Another challenge for us is completing a $7 million building project to house our clinics, advocacy and trial practice programs. Although we have long had support from the Legislature and many others, the University’s approval processes have been slower and more difficult than we expected. We are on track to start construction in 2016, but it has taken an extraordinary effort to get to this point.
Helping students have a broad and practical law school experience and yet prepare to pass the bar is also a challenge. To help them balance everything, we offer academic success classes along with bar-skills focused classes and counseling. Our students regularly do better than the state average, but we are actively engaged in helping them do well.

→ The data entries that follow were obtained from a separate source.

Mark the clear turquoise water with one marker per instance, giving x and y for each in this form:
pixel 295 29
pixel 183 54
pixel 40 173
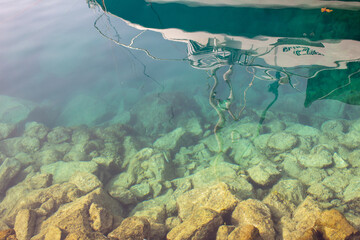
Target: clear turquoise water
pixel 73 64
pixel 52 52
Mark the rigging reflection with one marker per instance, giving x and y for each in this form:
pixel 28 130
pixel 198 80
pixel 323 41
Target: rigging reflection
pixel 330 67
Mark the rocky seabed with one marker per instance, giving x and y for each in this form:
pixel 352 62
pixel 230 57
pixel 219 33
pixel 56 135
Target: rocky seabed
pixel 285 181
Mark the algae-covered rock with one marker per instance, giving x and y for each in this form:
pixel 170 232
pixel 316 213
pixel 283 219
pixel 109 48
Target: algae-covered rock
pixel 319 157
pixel 29 144
pixel 339 161
pixel 201 225
pixel 62 171
pixel 141 190
pixel 247 232
pixel 354 158
pixel 256 213
pixel 25 224
pixel 48 156
pixel 320 192
pixel 303 220
pixel 74 217
pixel 352 194
pixel 312 175
pixel 171 140
pixel 59 135
pixel 223 172
pixel 217 197
pixel 37 200
pixel 281 142
pixel 100 218
pixel 333 128
pixel 291 166
pixel 337 181
pixel 265 173
pixel 291 189
pixel 279 206
pixel 85 181
pixel 123 195
pixel 6 129
pixel 224 231
pixel 8 171
pixel 132 228
pixel 333 225
pixel 351 140
pixel 37 130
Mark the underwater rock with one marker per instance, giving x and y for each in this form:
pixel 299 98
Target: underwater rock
pixel 333 225
pixel 62 171
pixel 3 226
pixel 8 170
pixel 75 155
pixel 141 190
pixel 170 141
pixel 85 181
pixel 351 140
pixel 223 172
pixel 37 130
pixel 265 173
pixel 334 129
pixel 148 164
pixel 14 110
pixel 131 228
pixel 217 198
pixel 279 206
pixel 339 161
pixel 354 158
pixel 10 146
pixel 275 126
pixel 261 141
pixel 8 234
pixel 311 176
pixel 59 135
pixel 352 194
pixel 291 189
pixel 337 181
pixel 319 157
pixel 247 232
pixel 25 224
pixel 29 144
pixel 193 126
pixel 224 231
pixel 43 200
pixel 281 142
pixel 303 220
pixel 290 165
pixel 320 192
pixel 74 217
pixel 172 222
pixel 6 129
pixel 123 180
pixel 243 151
pixel 48 156
pixel 309 134
pixel 154 214
pixel 256 213
pixel 201 225
pixel 100 219
pixel 54 233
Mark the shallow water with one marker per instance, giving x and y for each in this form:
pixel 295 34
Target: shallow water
pixel 231 78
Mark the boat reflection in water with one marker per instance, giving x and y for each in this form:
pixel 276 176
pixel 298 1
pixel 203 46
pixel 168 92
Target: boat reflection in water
pixel 323 65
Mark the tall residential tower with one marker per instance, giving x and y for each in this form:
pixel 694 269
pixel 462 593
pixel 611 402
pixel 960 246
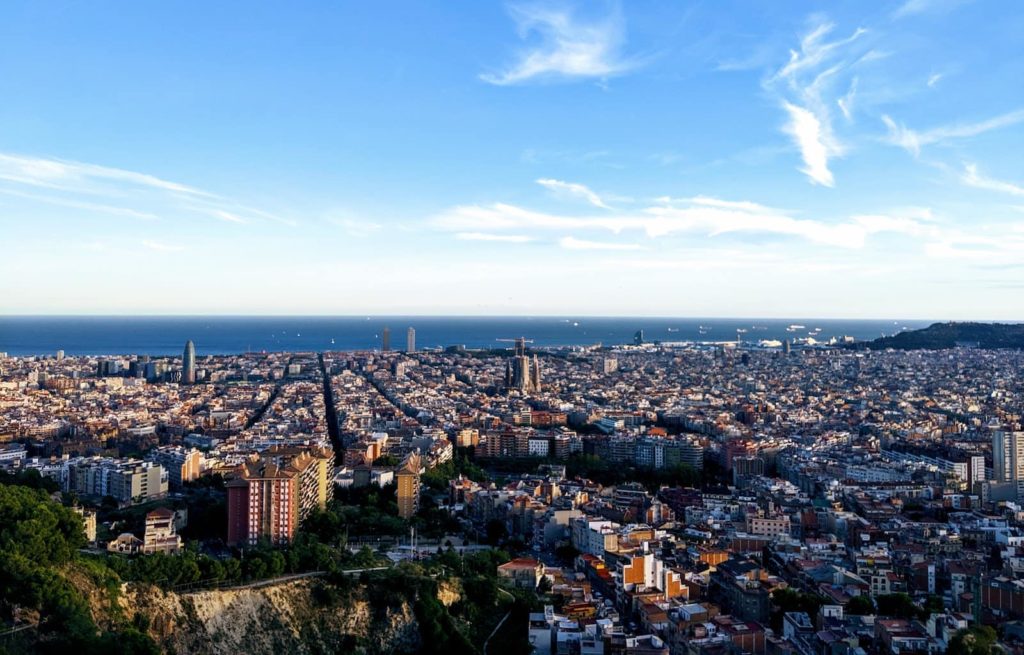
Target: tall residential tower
pixel 188 363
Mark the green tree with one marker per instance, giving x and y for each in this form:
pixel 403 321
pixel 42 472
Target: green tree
pixel 978 640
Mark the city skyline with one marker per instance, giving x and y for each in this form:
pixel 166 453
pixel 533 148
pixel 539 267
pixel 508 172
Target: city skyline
pixel 514 159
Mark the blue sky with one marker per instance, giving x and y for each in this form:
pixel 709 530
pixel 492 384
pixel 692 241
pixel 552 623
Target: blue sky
pixel 730 159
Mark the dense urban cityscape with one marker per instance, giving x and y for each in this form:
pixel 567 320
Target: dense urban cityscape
pixel 512 328
pixel 677 498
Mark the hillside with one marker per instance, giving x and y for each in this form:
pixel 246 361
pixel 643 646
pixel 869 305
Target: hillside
pixel 951 335
pixel 54 599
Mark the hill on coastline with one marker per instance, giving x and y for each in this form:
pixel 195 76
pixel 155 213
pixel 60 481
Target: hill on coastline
pixel 951 335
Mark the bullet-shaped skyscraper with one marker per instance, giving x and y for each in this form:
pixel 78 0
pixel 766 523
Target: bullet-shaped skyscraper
pixel 188 363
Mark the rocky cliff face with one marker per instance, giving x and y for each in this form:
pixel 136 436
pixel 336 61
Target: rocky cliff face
pixel 290 617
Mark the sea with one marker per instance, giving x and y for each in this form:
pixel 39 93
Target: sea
pixel 25 336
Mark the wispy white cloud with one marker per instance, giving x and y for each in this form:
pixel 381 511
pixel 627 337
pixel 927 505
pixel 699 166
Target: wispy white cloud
pixel 161 247
pixel 814 142
pixel 484 236
pixel 67 175
pixel 84 205
pixel 699 216
pixel 568 48
pixel 805 86
pixel 230 217
pixel 846 102
pixel 912 140
pixel 573 189
pixel 571 243
pixel 80 185
pixel 972 177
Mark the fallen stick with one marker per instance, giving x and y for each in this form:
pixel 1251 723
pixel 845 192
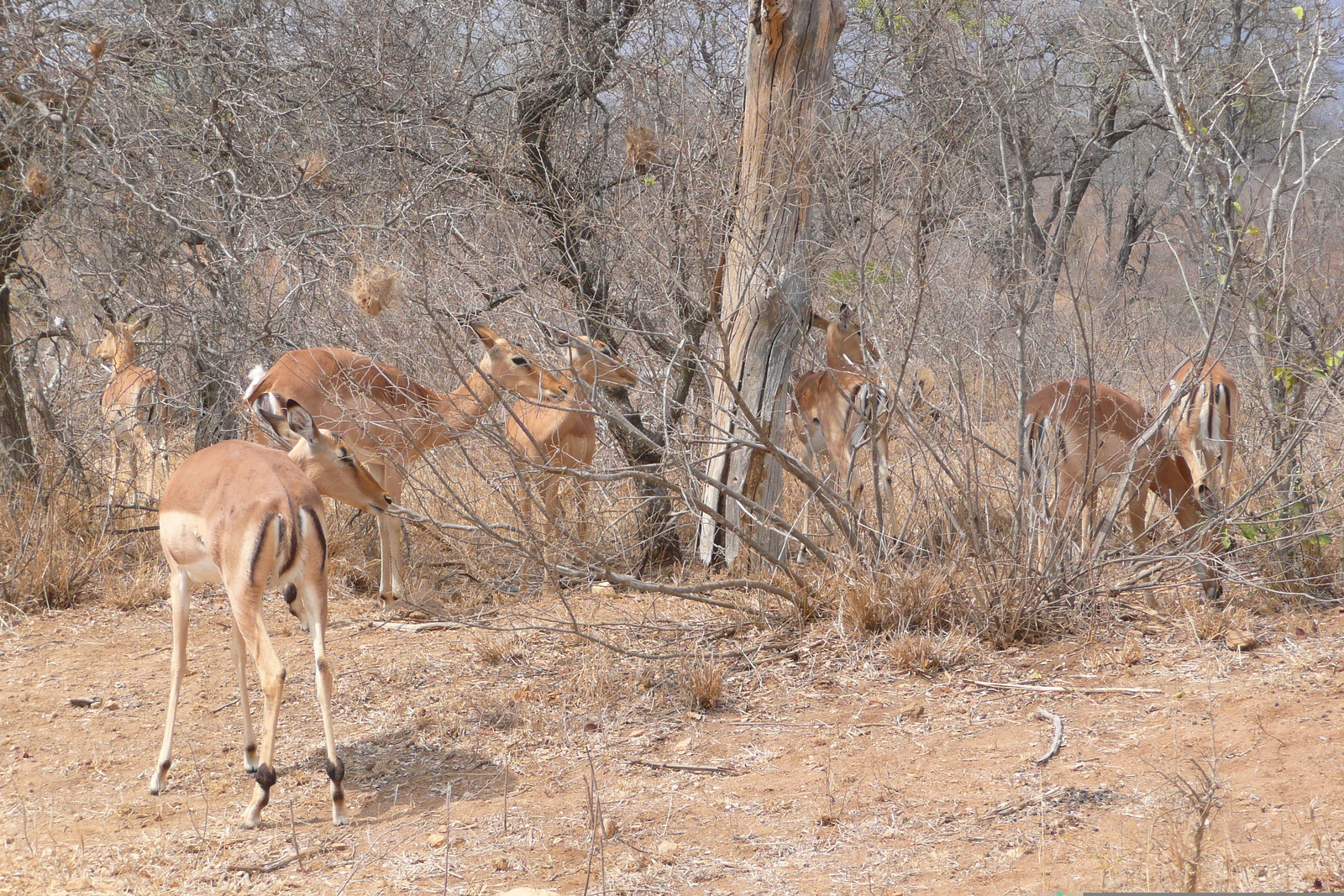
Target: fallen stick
pixel 706 770
pixel 416 626
pixel 1008 685
pixel 1011 808
pixel 286 860
pixel 1058 739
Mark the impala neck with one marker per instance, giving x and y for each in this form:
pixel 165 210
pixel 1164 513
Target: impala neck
pixel 125 355
pixel 461 409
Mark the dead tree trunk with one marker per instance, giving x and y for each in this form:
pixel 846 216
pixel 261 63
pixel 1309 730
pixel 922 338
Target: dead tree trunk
pixel 766 291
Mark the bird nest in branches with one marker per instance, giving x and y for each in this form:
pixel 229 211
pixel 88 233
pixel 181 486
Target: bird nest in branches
pixel 375 288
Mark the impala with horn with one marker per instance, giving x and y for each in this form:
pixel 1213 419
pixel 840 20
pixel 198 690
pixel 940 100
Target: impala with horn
pixel 391 419
pixel 1079 437
pixel 564 437
pixel 134 402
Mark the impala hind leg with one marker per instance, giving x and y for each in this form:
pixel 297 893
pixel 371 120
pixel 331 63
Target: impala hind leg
pixel 179 589
pixel 316 600
pixel 116 470
pixel 390 584
pixel 244 705
pixel 581 504
pixel 245 600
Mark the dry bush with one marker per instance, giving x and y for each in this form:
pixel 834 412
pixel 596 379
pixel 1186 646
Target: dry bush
pixel 702 681
pixel 143 586
pixel 375 288
pixel 55 555
pixel 497 652
pixel 642 149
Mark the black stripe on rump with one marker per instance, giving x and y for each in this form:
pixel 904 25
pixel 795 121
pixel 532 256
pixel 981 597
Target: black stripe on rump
pixel 318 528
pixel 1222 403
pixel 261 543
pixel 292 557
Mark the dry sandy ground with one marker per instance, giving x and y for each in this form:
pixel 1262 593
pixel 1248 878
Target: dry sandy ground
pixel 826 770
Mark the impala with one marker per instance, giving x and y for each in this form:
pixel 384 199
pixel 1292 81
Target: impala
pixel 843 409
pixel 134 402
pixel 1202 425
pixel 564 437
pixel 244 515
pixel 390 419
pixel 1081 436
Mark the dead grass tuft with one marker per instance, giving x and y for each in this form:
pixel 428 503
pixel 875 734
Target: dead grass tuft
pixel 927 654
pixel 497 652
pixel 702 680
pixel 642 149
pixel 143 586
pixel 375 288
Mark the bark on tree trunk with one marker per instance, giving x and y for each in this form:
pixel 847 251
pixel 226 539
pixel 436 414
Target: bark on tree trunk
pixel 790 49
pixel 15 439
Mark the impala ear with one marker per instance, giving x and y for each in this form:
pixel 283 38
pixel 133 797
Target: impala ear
pixel 273 419
pixel 300 422
pixel 490 338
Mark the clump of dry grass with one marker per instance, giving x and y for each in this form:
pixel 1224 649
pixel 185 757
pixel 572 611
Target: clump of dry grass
pixel 642 149
pixel 927 654
pixel 497 652
pixel 375 288
pixel 927 595
pixel 144 586
pixel 702 681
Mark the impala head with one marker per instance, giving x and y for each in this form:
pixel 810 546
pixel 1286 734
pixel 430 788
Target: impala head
pixel 595 362
pixel 118 340
pixel 322 454
pixel 844 338
pixel 515 369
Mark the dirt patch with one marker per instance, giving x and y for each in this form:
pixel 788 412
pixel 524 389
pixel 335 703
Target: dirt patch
pixel 827 768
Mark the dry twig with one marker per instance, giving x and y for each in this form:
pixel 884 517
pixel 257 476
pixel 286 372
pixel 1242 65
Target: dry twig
pixel 1058 741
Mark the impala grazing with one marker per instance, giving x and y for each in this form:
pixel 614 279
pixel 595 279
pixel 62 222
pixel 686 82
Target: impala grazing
pixel 245 515
pixel 391 419
pixel 1202 425
pixel 1079 437
pixel 564 437
pixel 134 402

They take an unusually high number of skills and clinical courses, as well as externships. This certainly helps them get “practice ready.” Overseeing all of these curricular needs and keeping an eye on changing ABA Standards and bar admission criteria is a welcome, ongoing challenge.
LD: Are you seeing trends in the jobs your students take after graduation?
AS: We remain very lucky to have approximately 30 percent of our graduates land judicial clerkships upon graduation, one of the highest rates in the nation. These clerkships are an education in themselves, but they also tend to lead to better employment possibilities. We have an unusually high percentage of our students going into public interest and government work. We try to help them find pathways through post-graduate fellowships and debt counseling, and we are working to launch an incubator program that will allow graduates to serve low-income clients within a strong professional mentoring program.
LD: What do you do outside the law school when you’re not being dean?
AS: I run several times a week with my wife, documentary film-maker Marlene Booth. I read and write and continue to present papers at faculty workshops and conferences. I follow the ups and frequent downs of the Red Sox, and I try to keep up with our two adult children: a daughter who teaches sixth-, seventh- and eighth-graders in New York City, and a son who long ago fell in love with Brazil and is now a street performer and community activist while also being a Ph.D. student in urban and regional planning at the Federal University of Rio de Janeiro.